Eric Bischoff Talks About Lex Luger Winning WCW World Heavyweight Title In 1997 & More


During the latest episode of his “83 Weeks” podcast, former WCW Executive Vice President Eric Bischoff spoke about Lex Luger winning the WCW World Heavyweight Championship from “Hollywood” Hulk Hogan on WCW Monday Nitro in August 1997, then losing the title back to Hogan days later at Road Wild.

You can check out some highlights from the podcast below:


Eric Bischoff on Lex Luger winning the WCW title from Hulk Hogan in 1997: “Not only did Lex have such an important impact on the very first Nitro, but here were are at episode 100. Talk about a journey. Think about this, here’s a guy who left the company and nobody really liked him except for Sting and maybe the Steiner Brothers – he just wasn’t a well-loved guy, nobody shed a tear when Lex Luger left, especially people outside of the locker room. Goes off, comes back under a contract that I was hoping he’d tear up and throw in my face. But instead, takes it and over-delivers in every measurable way once can overdeliver as a professional and as a human being and team member to the point that here he is in the 100th episode beating Hulk Hogan. That’s a pretty cool story, both behind the scenes and obviously in front of the camera. Very, very cool.”
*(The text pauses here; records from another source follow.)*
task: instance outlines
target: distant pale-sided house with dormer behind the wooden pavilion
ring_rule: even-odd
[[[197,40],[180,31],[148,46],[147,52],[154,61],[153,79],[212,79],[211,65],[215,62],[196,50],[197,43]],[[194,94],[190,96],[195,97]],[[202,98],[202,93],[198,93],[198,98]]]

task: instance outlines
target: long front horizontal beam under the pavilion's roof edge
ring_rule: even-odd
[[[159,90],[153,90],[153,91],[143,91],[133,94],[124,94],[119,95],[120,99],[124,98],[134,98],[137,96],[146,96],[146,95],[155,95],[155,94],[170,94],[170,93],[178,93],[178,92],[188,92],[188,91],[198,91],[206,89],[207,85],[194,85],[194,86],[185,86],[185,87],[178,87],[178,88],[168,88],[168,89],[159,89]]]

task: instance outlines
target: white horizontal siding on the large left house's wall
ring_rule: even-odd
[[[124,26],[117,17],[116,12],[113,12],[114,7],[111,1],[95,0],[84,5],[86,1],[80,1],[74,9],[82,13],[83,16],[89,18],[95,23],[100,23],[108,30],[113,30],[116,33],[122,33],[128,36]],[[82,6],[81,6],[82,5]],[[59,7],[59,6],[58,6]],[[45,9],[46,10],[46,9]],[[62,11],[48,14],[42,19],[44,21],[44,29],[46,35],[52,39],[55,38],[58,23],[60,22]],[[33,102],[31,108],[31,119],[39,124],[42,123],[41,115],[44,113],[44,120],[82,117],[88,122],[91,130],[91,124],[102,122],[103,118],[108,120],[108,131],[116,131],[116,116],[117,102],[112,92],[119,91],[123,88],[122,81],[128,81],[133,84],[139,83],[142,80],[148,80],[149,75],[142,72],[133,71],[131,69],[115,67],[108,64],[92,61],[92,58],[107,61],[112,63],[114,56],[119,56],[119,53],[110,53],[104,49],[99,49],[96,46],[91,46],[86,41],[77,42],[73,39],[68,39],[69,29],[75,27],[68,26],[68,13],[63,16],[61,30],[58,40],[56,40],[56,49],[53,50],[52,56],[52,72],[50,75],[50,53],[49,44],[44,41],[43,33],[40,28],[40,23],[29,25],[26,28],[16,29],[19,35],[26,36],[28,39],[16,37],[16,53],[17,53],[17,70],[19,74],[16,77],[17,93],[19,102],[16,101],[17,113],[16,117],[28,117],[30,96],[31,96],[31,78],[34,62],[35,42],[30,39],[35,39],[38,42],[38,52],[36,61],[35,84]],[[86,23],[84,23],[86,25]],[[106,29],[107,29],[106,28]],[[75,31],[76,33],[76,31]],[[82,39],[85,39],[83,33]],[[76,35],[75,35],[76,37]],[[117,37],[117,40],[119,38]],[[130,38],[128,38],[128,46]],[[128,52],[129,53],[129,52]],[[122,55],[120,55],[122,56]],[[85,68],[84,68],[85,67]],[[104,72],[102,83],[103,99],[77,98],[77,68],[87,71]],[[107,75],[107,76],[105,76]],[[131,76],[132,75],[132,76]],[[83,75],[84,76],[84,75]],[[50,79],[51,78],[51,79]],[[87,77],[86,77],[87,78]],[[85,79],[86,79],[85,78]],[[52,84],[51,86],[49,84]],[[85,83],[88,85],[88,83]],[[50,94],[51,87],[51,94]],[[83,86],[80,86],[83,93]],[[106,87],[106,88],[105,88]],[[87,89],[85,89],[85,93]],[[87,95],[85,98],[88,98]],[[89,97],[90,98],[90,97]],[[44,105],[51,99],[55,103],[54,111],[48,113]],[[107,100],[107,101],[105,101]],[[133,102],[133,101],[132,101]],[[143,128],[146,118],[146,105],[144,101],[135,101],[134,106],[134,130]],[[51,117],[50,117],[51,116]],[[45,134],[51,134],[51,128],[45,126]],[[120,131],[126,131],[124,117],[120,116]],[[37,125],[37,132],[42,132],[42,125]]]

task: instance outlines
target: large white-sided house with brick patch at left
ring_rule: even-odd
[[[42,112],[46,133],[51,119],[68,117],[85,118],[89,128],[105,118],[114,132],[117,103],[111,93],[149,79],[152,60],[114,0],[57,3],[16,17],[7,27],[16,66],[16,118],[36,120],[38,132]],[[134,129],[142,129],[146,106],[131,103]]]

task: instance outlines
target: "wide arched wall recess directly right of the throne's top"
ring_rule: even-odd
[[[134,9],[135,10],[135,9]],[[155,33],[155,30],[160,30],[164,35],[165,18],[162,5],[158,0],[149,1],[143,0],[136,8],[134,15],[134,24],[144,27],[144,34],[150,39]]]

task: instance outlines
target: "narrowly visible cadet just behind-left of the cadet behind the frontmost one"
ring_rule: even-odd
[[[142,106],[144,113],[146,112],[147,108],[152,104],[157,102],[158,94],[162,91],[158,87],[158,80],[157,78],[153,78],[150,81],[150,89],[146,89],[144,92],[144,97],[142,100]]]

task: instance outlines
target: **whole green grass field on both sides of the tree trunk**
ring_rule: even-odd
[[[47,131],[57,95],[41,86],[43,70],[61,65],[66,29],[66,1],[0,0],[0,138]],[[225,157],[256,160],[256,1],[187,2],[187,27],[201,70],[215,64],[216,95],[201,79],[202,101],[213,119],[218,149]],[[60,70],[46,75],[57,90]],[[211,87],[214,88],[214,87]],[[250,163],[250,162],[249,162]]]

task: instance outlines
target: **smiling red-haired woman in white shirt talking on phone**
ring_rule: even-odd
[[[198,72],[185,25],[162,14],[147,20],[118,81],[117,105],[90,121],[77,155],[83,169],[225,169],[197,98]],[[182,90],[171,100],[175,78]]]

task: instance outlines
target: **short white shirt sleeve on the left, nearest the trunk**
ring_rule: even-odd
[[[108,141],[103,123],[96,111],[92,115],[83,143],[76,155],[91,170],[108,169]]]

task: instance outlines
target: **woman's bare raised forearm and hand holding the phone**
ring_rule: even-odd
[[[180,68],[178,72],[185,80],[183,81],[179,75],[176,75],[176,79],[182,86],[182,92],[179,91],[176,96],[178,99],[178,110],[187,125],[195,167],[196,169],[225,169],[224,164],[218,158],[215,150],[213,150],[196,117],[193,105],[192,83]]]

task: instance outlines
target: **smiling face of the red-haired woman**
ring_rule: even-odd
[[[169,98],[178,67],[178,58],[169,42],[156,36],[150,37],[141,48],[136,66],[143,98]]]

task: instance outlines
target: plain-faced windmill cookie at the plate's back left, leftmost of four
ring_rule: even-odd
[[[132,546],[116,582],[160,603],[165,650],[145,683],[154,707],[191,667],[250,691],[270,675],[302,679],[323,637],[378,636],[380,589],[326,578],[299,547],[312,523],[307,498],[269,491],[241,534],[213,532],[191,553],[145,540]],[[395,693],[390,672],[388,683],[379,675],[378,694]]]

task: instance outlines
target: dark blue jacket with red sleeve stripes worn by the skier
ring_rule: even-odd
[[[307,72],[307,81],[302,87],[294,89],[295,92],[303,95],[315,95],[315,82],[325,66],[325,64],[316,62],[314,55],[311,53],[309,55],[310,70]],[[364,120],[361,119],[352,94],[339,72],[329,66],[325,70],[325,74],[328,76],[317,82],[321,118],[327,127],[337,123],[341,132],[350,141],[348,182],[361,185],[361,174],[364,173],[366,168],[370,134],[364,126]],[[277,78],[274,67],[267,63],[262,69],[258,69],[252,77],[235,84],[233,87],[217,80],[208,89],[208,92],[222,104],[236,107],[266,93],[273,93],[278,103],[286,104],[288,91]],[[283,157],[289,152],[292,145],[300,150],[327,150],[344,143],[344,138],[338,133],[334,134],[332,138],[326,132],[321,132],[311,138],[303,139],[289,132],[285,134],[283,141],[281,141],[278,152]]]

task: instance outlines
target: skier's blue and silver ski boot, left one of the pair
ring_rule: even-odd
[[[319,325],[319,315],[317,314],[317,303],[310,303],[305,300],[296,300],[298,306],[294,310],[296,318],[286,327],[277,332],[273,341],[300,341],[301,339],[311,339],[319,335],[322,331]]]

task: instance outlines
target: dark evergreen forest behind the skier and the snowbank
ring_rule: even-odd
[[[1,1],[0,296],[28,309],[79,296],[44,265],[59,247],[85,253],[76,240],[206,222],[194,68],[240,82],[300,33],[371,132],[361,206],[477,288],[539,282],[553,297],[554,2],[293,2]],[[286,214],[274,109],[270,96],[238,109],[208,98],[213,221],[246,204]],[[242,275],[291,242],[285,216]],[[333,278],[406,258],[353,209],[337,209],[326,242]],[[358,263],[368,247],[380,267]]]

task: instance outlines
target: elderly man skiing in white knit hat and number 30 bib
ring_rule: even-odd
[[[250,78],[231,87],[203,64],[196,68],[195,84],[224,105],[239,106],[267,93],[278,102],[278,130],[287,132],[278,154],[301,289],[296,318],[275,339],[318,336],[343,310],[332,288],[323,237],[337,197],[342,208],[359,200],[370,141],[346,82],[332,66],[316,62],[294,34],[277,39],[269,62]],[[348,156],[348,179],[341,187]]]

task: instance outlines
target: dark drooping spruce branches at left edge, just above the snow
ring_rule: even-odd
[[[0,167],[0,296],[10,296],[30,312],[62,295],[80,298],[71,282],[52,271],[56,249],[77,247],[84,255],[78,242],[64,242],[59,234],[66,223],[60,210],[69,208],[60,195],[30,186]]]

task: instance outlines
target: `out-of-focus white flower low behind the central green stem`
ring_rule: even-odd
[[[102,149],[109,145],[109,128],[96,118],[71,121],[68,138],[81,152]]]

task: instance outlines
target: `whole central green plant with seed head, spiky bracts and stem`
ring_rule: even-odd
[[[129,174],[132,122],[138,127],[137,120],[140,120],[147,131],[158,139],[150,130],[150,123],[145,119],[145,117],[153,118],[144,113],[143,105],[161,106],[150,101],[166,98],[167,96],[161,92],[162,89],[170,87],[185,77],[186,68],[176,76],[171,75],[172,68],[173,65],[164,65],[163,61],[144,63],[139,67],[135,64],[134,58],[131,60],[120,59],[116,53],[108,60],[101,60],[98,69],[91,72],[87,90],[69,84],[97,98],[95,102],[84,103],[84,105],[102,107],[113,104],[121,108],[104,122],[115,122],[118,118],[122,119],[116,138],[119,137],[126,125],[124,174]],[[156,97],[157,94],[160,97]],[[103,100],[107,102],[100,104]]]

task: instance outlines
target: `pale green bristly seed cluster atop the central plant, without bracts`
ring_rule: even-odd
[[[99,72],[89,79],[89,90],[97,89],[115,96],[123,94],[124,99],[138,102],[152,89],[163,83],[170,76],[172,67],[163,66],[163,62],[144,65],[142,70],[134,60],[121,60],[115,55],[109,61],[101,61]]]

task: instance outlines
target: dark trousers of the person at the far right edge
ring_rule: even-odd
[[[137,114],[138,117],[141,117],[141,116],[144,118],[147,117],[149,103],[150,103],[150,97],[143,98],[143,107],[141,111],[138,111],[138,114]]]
On Hogan regaining the title five days later at Road Wild: “I’m disappointed in that. We left so much on the table, and it was definitely too quick. It was a poor decision on everybody’s part – mostly mine. I greenlit that shit. There’s no other way to look at it. I know what the thinking was then, it was ‘it’ll be so much heat because people want Lex to be the champion.’ We knew it was gonna get heat and it did, but maybe the wrong kind of heat. Maybe not. But for sure what we did was leave so much great opportunity on the table, so much great storytelling on the table. There was no rush. What’s the rush? There’s no deadline or expiration date on this shit. It’s all about what can we as a team at that time do to make the most of it? Rather than thinking about it from that perspective, we rushed and took the easy way out because we knew it would work and why put any more into it than was necessary. That wasn’t a conscious thought, but that’s what I think was probably going through our minds then.”